PARIS, 26 mai 2020 (AFP) – Plusieurs dizaines de soignants ont manifesté mardi devant l’hôpital Saint-Antoine à Paris afin de réclamer des « mesures concrètes » pour le personnel hospitalier, au deuxième jour du « Ségur de la santé », perçu comme une « opération de com' » du gouvernement.

Les manifestants, masqués et revêtus pour certains de blouses blanches, se sont retrouvés devant les portes de l’hôpital à l’appel de la CGT. Equipés de banderoles et de pancartes, ils ont appelé à « déconfiner la colère » pour « mettre la pression sur le gouvernement ».

« Pour l’instant, on n’a que des discours et des promesses. On attend des actes concrets », a martelé Christophe Prudhomme, médecin urgentiste de Seine-Saint-Denis, en dénonçant les conditions dans lesquelles le gouvernement a engagé son « Ségur de la santé ».

Cette vaste concertation, qui doit aboutir d’ici sept semaines à des accords censés améliorer le quotidien des soignants et la prise en charge des malades, a été lancée lundi par Edouard Philippe lors d’une visioconférence à laquelle ont participé 300 personnes.

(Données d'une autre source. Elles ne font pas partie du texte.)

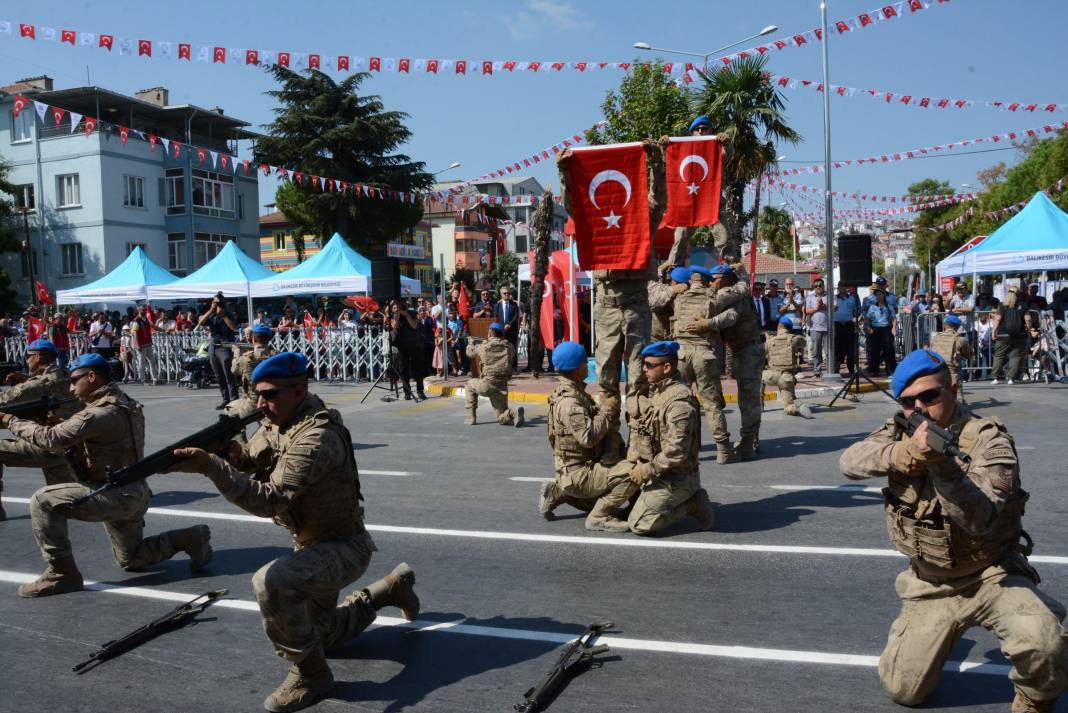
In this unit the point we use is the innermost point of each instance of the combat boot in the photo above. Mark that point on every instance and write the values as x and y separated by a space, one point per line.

Elle se poursuit mardi avec la mise en place d’un groupe de travail sur les « carrières et rémunérations » et d’un « comité Ségur national », piloté par l’ancienne responsable de la CFDT Nicole Notat, qui servira de cadre pour suivre « l’avancement global de la concertation ».

Une organisation vivement critiquée mardi par les manifestants. « Hier, nous avons vu un grand show, ce n’étaient pas des négociations », a dénoncé au micro Christophe Prudhomme, en critiquant notamment le choix de Nicole Notat pour piloter les discussions.

« Mme Notat a une connotation politique qui pose problème. Et elle n’a aucune légitimité particulière pour mener ce genre de débat », a assuré le médecin hospitalier, par ailleurs porte-parole de l’Association des médecins urgentistes de France (Amuf).

« Le Ségur, ça s’appelle une opération de com' », a tranché de son côté Rose-May Rousseau, secrétaire générale de l’Usap-CGT, en regrettant l’absence d’engagement chiffré sur les salaires, mais aussi et surtout sur les embauches, l’une des principales revendications des manifestants.

Un message relayé par Aurélie Jochaud, infirmière à l’hôpital Saint-Antoine. « Pour l’instant, le Ségur de la santé, c’est beaucoup de blabla. Si on veut que les choses changent, on ne peut compter sur sur nous-mêmes », a assuré la quadragénaire, appelant à « mettre la pression sur le gouvernement ».